On the surface it seems like an innocent enough desire. Keep the focus on the game, the craft, the skill,, etc., but this very attitude is dangerous for the future of not just eSports but the capacity for expression of anything in the increasingly thorny issues of an ever-escalating global community. Boiled down to its most basic level, the message is, “just stick to talking about the game, nobody cares about your politics, and we’ll shut you down if you defy us.” A message that doesn’t exactly stop accusations of China wanting to oppress any criticisms or protests against its administrations or its actions in the world. Bear in mind, this is the country that made it a capital offense to display Winnie the Pooh because President Xi Jinping had his feelings hurt for being compared to the bear’s appearance.
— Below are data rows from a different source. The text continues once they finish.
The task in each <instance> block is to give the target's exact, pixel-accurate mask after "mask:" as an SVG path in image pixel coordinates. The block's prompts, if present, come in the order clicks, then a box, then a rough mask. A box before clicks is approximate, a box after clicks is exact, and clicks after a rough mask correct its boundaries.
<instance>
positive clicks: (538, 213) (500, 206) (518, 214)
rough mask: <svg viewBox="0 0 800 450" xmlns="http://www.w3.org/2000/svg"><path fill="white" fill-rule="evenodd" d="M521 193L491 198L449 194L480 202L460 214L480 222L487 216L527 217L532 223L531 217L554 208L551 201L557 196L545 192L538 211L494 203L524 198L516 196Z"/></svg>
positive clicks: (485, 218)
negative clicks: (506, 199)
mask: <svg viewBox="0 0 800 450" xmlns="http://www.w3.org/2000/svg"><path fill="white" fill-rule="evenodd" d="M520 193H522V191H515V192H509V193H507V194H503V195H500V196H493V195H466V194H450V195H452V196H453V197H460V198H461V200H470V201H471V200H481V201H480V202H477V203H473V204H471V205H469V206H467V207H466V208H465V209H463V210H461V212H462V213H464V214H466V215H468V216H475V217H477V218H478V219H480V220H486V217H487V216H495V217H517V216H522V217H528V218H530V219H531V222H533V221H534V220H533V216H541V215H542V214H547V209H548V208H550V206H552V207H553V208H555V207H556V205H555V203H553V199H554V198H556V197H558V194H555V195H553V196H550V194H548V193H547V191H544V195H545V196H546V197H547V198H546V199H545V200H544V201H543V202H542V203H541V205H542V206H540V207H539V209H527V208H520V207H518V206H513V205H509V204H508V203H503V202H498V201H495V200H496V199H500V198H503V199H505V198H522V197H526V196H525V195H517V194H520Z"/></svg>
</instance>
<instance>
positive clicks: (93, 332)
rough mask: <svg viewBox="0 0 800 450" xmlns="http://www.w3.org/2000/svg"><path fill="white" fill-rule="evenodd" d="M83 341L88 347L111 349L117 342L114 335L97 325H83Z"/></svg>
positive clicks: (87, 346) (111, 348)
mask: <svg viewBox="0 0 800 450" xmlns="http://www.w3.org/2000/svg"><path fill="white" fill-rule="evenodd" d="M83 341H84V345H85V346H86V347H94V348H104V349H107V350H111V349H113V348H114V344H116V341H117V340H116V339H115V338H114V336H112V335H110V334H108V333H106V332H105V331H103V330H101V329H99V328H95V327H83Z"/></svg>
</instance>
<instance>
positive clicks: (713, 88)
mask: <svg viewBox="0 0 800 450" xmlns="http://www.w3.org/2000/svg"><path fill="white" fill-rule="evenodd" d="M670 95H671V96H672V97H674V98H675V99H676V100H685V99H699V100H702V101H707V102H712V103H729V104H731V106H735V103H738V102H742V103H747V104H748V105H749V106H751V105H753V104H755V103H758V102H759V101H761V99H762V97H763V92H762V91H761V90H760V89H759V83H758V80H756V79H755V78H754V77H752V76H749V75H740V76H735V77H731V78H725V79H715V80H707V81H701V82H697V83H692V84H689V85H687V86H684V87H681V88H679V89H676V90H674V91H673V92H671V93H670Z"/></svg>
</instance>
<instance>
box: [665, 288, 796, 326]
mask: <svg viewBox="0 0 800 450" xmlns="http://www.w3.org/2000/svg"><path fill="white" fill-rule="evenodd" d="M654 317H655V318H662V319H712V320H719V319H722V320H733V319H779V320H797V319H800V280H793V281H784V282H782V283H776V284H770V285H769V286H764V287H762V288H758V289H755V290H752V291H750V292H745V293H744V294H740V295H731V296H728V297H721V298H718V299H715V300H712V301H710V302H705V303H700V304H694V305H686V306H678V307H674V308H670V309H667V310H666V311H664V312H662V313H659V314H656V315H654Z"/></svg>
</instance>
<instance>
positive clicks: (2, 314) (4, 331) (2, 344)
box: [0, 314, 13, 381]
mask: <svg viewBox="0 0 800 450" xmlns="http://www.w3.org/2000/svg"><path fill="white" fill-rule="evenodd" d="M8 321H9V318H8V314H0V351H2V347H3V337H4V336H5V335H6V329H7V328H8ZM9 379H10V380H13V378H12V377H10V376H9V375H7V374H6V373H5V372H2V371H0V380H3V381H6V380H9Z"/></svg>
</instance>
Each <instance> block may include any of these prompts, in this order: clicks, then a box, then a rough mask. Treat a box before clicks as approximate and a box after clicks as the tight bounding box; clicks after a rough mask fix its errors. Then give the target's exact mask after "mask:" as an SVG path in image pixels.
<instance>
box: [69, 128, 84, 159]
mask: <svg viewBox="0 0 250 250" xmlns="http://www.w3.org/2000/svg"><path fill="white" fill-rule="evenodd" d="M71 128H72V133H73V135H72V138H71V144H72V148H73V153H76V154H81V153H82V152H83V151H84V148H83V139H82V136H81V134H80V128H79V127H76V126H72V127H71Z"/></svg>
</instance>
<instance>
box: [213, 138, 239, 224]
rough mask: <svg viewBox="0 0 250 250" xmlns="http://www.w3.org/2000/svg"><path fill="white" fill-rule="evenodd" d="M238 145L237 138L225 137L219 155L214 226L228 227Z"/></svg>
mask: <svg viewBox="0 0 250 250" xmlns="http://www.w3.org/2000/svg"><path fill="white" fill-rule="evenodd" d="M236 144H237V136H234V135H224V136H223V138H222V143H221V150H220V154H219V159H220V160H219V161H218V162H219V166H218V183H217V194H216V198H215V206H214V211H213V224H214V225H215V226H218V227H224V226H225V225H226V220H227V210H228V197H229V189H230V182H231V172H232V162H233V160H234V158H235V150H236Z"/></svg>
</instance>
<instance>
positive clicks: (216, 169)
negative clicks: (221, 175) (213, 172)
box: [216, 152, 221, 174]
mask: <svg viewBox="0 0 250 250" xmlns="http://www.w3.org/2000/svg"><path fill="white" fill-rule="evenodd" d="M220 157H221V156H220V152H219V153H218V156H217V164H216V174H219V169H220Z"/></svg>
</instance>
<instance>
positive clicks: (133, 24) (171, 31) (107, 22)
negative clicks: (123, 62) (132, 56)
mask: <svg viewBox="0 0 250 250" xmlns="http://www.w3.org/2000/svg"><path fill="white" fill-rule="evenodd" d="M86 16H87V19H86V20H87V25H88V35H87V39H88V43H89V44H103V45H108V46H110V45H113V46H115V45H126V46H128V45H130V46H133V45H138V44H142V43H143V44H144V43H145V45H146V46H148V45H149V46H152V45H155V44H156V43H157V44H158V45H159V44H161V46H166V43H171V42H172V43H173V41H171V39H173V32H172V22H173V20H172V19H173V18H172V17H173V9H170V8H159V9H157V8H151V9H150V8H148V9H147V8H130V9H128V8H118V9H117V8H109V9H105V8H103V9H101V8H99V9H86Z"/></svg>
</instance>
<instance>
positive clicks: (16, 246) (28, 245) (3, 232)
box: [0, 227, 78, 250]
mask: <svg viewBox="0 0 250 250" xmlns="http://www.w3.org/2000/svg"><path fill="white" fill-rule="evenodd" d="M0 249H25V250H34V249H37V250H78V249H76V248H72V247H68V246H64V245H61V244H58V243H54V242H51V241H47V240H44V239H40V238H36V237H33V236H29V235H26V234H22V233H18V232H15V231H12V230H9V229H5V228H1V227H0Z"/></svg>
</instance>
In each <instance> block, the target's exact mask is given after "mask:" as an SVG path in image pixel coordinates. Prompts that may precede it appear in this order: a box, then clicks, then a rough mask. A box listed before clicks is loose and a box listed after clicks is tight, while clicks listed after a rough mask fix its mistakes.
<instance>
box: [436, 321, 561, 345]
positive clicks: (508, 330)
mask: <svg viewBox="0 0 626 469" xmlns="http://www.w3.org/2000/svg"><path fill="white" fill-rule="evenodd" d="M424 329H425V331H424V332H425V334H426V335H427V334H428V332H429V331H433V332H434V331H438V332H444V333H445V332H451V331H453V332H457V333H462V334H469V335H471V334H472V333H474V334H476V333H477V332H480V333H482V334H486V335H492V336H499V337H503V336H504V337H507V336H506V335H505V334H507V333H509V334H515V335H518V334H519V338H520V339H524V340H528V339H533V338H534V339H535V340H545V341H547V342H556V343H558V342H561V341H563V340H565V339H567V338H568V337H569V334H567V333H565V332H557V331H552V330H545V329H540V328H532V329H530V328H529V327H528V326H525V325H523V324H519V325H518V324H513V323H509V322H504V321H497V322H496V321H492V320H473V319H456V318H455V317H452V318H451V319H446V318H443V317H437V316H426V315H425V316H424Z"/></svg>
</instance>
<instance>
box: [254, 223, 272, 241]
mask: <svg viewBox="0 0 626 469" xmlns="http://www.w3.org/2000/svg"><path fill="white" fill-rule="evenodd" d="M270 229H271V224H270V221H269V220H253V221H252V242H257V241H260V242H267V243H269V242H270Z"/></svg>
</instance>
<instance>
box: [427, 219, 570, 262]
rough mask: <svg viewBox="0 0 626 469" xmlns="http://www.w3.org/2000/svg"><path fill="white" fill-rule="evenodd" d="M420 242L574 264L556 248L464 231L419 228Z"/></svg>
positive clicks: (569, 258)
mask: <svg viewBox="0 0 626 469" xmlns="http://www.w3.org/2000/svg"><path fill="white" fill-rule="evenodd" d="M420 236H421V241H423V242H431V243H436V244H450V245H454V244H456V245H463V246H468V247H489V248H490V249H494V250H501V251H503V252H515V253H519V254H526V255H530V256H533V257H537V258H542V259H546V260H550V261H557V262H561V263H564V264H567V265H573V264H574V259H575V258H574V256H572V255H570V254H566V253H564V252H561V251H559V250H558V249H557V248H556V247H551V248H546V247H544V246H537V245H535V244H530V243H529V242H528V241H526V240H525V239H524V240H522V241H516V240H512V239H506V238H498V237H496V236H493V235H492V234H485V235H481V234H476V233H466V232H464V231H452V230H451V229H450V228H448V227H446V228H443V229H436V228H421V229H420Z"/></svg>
First of all, athletes and eSports members aren’t just entertainers or players, they are human beings. Being able to express views or vocalize causes using their status is not uncommon in sporting events, in many ways its how certain social change finds its footing. Why else did something as innocuous as taking a knee become so potent after all? To just demand players keep their views to themselves is just ridiculous. Obviously, there is always the case of relevance, no one expects a hand of Hearthstone to turn into a bizarre lecture on Roe v. Wade for example, but even basic expressions can be inevitably tied to the inherent appeal or identity of these eSports celebrities.
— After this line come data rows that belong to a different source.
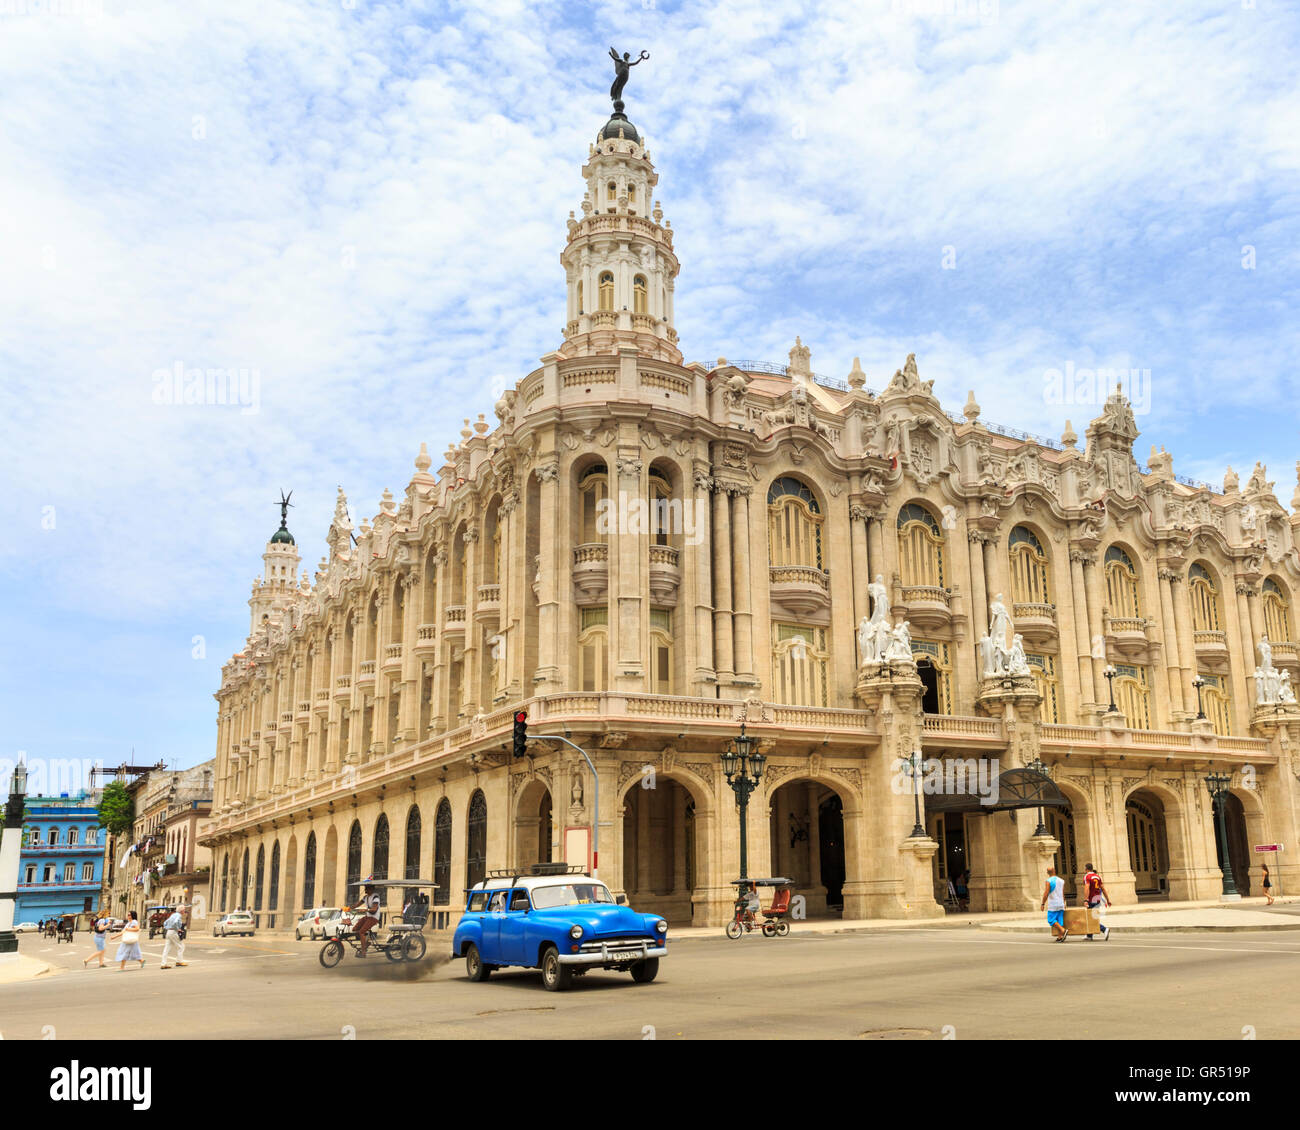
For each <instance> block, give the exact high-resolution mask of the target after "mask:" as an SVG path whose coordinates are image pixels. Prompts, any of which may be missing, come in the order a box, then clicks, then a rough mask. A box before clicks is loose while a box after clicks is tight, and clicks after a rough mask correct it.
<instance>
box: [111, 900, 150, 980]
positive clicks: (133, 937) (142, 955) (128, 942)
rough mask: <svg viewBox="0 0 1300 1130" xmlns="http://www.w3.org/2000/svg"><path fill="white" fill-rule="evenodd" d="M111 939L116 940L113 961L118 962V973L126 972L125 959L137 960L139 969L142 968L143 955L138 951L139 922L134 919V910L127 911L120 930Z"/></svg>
mask: <svg viewBox="0 0 1300 1130" xmlns="http://www.w3.org/2000/svg"><path fill="white" fill-rule="evenodd" d="M112 940H114V941H117V957H114V958H113V961H117V962H120V964H118V966H117V971H118V973H126V962H127V961H138V962H139V964H140V969H144V957H143V954H142V953H140V923H139V922H138V921H136V918H135V912H134V910H129V912H127V914H126V922H125V925H123V926H122V930H121V932H120V934H116V935H114V936H113V939H112Z"/></svg>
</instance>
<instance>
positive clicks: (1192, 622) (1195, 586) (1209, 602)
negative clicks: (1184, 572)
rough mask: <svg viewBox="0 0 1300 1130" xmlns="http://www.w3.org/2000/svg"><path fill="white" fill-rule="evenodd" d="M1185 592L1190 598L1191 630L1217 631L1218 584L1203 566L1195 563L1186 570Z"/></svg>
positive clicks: (1195, 631)
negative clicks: (1189, 567) (1186, 585)
mask: <svg viewBox="0 0 1300 1130" xmlns="http://www.w3.org/2000/svg"><path fill="white" fill-rule="evenodd" d="M1187 592H1188V594H1190V596H1191V598H1192V631H1195V632H1217V631H1219V628H1221V623H1219V611H1218V586H1217V585H1216V584H1214V577H1212V576H1210V575H1209V571H1208V570H1206V568H1205V566H1203V564H1199V563H1195V564H1192V567H1191V568H1190V570H1188V571H1187Z"/></svg>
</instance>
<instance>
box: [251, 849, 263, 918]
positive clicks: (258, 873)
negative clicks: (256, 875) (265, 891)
mask: <svg viewBox="0 0 1300 1130" xmlns="http://www.w3.org/2000/svg"><path fill="white" fill-rule="evenodd" d="M265 878H266V848H265V845H261V844H259V845H257V878H256V880H255V882H253V893H252V909H253V910H261V888H263V883H264V882H265Z"/></svg>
Second, this very rhetoric only adds to the strong accusations of Activision-Blizzard clearly putting the comfort of China over the liberties and rights of players and influencers of their games. In fact, this was such an issue several US senators sent a letter to Activision CEO Bobby Kotick strongly advising him to reconsider the ban and Blizzard’s statement. When lawmakers in your own country are saying you’re doing something highly morally questionable, something has gone horribly wrong.

Finally, since I am still judging Blizzard by their actions, the icing on this cake is that they immediately followed up all of this vague waffley non-apology malarkey and thinly veiled “just shut up and play our stuff” rhetoric, they revealed Diablo 4 and Overwatch 2, two highly anticipated follow-ups to some of their most successful games, complete with slick cutscenes and playable demos on the showfloor. The PR equivalent of buying someone that thing they really like so they forget about the black eye they got this morning.

I am not saying that Activision-Blizzard as a whole are full of malicious and morally duplicitous people. In fact, I’m sure a lot of people working at Blizzard would rather keep their heads down and just keep making great games meant purely to entertain and enthrall millions of people around the world rather than deal with these unsettling current events. But the fact remains that in the face of authoritarian actions on the global stage, Activision-Blizzard gave credence to China’s actions, had to get US Senators to kick them into saying something, and when they did finally say something it was flimsy to the point of being completely pointless.

And for that reason I do not feel confident anymore as a consumer with buying or continuing my patronage of anything developed by Blizzard Entertainment. Until I see a more concrete and definitive stance on this whole fiasco stated explicitly and unequivocally by Kotick or Brack where they stand by their consumers rather than their sponsors, I do not care anymore about anything they are involved with.

It’s a shame, Diablo 4 looked fantastic.